Sexta-feira, 04 de julho de 2025

Por que a Semana Santa é chamada de Semana de Turismo no Uruguai e o que isso revela sobre o país

Se você visitar o Uruguai agora mesmo, descobrirá que nos dias em que cristãos de todo o mundo comemoram a chamada Semana Santa ali tem um nome diferente: Semana do Turismo.

Alguns uruguaios também a chamam de Semana Criolla, em referência ao nome das populares competições de cavaleiros que montam cavalos indisciplinados nessas mesmas datas.

Outros falam em Semana de la Cerveza, uma festa que costuma acontecer na cidade de Paysandú, na fronteira com a Argentina, com shows musicais e, claro, muita bebida.

Existem outros nomes possíveis, como Semana de la Vuelta Ciclista, devido a uma prova por etapas que ocorre desde 1939.

Mas o Uruguai a definiu oficialmente como Semana do Turismo há mais de um século, algo que reflete a profunda tradição secular deste país, apontado por pesquisas como o menos religioso da América Latina.

Um processo “exitoso”

O Estado uruguaio começou a se distanciar da Igreja a partir de 1860, com medidas como a secularização dos cemitérios e a criação de um registro civil para registrar nascimentos, casamentos e óbitos, tarefa que até 1879 estava apenas na órbita católica.

Embora o catolicismo fosse predominante no país, o arcebispo de Montevidéu, cardeal Daniel Sturla, destaca que “quando começou o processo de secularização no Uruguai, a Igreja era frágil, não tinha muita força, e isso também contribuiu para que fosse tão exitoso”.

O processo teve um impulso definitivo no início do século 20 com os dois mandatos presidenciais de José Batlle y Ordóñez (1903-1907 e 1911-1915), líder do Partido Colorado, que foi fundamental na construção do Uruguai moderno e liberal.

Inspirado nas ideias políticas e filosóficas que circulavam na Europa, particularmente na França, “Pepe” Batlle tinha uma concepção racionalista espiritualista, escrevia “Deus” com letra minúscula na imprensa e promovia reformas sociais contrárias aos interesses da Igreja Católica.

As mudanças foram desde a retirada dos crucifixos dos hospitais públicos até a eliminação do ensino religioso nas escolas públicas, bem como a possibilidade de divórcio por vontade exclusiva da mulher.

Separação

A separação entre Estado e Igreja Católica foi definitivamente estabelecida na Constituição que entrou em vigor em 1919 no Uruguai.

No mesmo ano, foi aprovada no país uma lei de feriados que mudaria o nome de diversas datas católicas: 6 de janeiro passou a ser Dia das Crianças em vez de Dia de Reis Magos, 25 de dezembro passou a ser Dia da Família em vez de Natal e a Semana do Turismo substituiu a Semana Santa.

Houve também a proposta de separar, no calendário, esta semana daquela que os cristãos celebram entre o Domingo de Ramos e a Páscoa, algo que foi descartado devido à importância que o turismo argentino no Uruguai começava a adquirir, diz Mónica Maronna, historiadora e coautora do livro 100 años de laicidad en Uruguay (100 anos de laicidade no Uruguai, em tradução livre).

Mas destaca que a simples mudança de nome naquele contexto “marca que o Estado toma uma posição e diz que não é republicano assumir o nome de uma religião, de um culto”.

Minoria

Essas mudanças parecem ter deixado uma marca duradoura na sociedade uruguaia, que hoje conta com 3,4 milhões de pessoas.

O Uruguai é o país da América Latina com o maior percentual de população que declara “nenhuma” quando questionada sobre sua religião: 47%, segundo a pesquisa Latinobarômetro realizada no ano passado em 17 países da região.

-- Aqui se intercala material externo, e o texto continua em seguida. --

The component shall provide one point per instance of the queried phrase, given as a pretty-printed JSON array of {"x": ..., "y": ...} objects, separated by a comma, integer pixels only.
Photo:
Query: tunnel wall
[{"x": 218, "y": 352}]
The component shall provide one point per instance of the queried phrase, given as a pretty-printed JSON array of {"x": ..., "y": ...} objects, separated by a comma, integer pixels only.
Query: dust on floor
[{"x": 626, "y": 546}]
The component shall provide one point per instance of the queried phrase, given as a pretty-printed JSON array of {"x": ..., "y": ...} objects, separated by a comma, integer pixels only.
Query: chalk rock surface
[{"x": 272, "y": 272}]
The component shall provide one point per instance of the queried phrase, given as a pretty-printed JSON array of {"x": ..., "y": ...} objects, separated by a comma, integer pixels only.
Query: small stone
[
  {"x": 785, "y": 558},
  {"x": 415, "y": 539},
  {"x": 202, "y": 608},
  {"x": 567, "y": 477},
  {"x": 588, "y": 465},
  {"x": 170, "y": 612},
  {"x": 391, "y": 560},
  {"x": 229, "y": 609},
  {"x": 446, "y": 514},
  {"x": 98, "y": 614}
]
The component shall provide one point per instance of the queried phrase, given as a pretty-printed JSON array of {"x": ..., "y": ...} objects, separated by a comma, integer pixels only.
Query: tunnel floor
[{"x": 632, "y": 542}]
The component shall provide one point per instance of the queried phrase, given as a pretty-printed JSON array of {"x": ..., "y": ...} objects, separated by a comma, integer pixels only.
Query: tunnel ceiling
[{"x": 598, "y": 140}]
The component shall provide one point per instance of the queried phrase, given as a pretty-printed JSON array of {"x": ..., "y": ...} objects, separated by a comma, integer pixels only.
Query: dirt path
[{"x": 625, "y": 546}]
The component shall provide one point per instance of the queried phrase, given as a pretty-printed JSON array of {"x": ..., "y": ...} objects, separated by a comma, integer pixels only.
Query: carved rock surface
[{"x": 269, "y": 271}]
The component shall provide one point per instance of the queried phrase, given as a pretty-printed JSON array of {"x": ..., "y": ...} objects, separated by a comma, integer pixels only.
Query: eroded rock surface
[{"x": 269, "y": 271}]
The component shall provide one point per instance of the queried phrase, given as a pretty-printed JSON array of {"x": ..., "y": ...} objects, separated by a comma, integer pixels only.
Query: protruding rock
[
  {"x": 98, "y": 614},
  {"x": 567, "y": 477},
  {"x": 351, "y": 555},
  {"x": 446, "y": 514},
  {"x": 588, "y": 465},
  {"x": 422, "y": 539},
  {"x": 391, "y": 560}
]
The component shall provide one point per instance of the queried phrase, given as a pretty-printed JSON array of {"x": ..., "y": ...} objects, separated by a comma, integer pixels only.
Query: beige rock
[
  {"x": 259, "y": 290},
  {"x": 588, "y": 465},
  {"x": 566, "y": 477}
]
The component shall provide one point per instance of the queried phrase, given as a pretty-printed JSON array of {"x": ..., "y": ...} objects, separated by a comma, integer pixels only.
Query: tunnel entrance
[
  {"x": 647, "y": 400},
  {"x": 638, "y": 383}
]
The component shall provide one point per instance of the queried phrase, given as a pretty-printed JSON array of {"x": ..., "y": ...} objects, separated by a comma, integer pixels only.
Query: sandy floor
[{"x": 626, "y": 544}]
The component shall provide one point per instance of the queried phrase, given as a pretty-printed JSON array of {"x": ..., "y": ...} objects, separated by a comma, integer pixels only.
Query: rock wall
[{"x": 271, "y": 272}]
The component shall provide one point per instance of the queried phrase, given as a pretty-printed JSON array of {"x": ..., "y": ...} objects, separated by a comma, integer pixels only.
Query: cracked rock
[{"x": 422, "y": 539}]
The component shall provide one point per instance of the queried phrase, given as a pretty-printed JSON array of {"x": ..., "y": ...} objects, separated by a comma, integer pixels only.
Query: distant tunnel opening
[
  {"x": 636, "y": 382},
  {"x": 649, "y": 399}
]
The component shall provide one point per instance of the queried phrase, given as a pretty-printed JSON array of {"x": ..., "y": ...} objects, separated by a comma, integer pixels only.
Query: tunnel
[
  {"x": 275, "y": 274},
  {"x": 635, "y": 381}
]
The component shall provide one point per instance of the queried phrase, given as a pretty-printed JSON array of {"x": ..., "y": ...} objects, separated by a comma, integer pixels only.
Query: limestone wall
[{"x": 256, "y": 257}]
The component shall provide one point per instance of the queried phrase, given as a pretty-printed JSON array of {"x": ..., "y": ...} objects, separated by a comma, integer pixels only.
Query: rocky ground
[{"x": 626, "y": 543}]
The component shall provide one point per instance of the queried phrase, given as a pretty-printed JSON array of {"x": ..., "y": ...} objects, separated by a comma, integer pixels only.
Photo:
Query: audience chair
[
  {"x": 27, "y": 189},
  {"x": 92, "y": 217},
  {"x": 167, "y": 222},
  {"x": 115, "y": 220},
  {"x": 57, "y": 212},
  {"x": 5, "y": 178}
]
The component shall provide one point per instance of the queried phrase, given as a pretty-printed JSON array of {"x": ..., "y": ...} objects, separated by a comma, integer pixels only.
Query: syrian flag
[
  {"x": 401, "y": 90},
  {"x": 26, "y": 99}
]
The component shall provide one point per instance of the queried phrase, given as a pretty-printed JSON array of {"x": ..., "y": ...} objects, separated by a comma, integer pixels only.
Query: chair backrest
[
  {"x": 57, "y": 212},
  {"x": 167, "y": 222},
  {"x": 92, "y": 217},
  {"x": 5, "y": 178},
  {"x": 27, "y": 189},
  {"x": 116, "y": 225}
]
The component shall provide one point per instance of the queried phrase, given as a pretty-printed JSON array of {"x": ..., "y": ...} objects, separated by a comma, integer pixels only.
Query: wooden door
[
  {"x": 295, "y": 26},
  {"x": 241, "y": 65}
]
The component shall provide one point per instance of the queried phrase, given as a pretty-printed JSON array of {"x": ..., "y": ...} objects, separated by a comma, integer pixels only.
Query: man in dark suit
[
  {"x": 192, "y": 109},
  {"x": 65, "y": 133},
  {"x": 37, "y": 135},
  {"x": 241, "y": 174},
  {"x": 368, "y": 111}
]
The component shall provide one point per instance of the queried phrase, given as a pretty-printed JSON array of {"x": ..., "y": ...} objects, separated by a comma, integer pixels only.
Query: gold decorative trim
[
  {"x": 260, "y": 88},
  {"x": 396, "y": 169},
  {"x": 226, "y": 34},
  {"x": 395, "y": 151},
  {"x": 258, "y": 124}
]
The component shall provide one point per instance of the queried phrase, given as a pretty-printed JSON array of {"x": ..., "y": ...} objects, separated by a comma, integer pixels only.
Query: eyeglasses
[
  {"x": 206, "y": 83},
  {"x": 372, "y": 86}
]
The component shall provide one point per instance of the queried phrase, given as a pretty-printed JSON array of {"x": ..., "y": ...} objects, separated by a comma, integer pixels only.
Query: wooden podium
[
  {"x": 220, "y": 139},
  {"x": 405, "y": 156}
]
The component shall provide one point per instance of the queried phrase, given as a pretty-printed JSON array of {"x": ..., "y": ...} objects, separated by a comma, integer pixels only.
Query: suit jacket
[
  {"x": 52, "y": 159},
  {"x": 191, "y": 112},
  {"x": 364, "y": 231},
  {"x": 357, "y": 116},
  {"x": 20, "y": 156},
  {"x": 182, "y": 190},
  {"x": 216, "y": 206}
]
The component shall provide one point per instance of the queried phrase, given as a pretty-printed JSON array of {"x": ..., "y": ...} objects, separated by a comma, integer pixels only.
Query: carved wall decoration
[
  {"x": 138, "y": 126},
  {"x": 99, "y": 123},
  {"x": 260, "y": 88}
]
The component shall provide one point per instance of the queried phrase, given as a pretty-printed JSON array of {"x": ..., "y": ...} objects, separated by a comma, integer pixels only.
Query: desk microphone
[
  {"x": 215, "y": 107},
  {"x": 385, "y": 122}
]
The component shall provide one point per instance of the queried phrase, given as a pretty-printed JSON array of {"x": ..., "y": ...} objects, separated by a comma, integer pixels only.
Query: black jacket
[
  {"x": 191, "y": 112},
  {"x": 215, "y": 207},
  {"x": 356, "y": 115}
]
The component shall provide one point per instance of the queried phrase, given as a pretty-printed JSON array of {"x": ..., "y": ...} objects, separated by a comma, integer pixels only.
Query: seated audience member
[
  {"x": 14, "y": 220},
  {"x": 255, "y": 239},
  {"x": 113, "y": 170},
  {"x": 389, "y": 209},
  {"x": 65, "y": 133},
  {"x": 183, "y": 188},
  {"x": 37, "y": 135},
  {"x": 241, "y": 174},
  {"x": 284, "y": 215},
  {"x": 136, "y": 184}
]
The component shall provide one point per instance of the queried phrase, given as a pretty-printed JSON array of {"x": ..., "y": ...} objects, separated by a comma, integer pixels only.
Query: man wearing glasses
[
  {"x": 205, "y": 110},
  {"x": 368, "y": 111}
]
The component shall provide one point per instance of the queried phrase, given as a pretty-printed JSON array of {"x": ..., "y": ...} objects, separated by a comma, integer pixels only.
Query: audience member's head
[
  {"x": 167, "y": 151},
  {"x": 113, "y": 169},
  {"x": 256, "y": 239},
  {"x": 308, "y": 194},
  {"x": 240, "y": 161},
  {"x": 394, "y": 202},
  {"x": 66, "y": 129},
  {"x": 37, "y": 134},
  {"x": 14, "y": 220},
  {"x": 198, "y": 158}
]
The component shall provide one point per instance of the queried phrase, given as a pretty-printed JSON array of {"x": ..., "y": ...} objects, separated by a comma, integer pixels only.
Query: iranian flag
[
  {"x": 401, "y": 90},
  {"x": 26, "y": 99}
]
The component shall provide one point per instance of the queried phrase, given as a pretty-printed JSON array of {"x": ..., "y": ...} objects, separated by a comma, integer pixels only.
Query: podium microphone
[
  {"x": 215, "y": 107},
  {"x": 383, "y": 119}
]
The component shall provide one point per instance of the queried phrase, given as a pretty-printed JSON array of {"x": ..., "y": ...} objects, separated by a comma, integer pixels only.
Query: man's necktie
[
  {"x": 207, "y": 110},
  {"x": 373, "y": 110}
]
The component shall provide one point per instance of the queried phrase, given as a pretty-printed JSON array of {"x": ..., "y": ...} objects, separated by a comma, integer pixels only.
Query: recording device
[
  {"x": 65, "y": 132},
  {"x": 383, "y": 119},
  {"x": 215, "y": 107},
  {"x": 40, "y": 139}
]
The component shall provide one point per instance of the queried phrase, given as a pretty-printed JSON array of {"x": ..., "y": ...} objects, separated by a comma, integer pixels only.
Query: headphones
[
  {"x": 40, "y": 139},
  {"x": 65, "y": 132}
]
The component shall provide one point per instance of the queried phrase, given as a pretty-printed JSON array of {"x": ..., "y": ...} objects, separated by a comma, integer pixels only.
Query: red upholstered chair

Depois aparece o Chile, com 29%.

Se somarmos ateus e agnósticos aos que se definem como não tendo religião, praticamente metade dos uruguaios são não religiosos (49%), mais que o dobro do que no início deste século, enquanto a proporção de cristãos despencou mais de 20 pontos.

Embora o Natal continue a ser popularmente chamado assim no Uruguai, apesar da lei de feriados, o nome Semana do Turismo é rigorosamente utilizada pelo Estado e, na prática, por grande parte da população.

Nesta semana, com centros educacionais e repartições públicas fechadas, muitos uruguaios viajam pelo país para participar de eventos diversos, descansar perto das praias ou acampar e caçar no campo.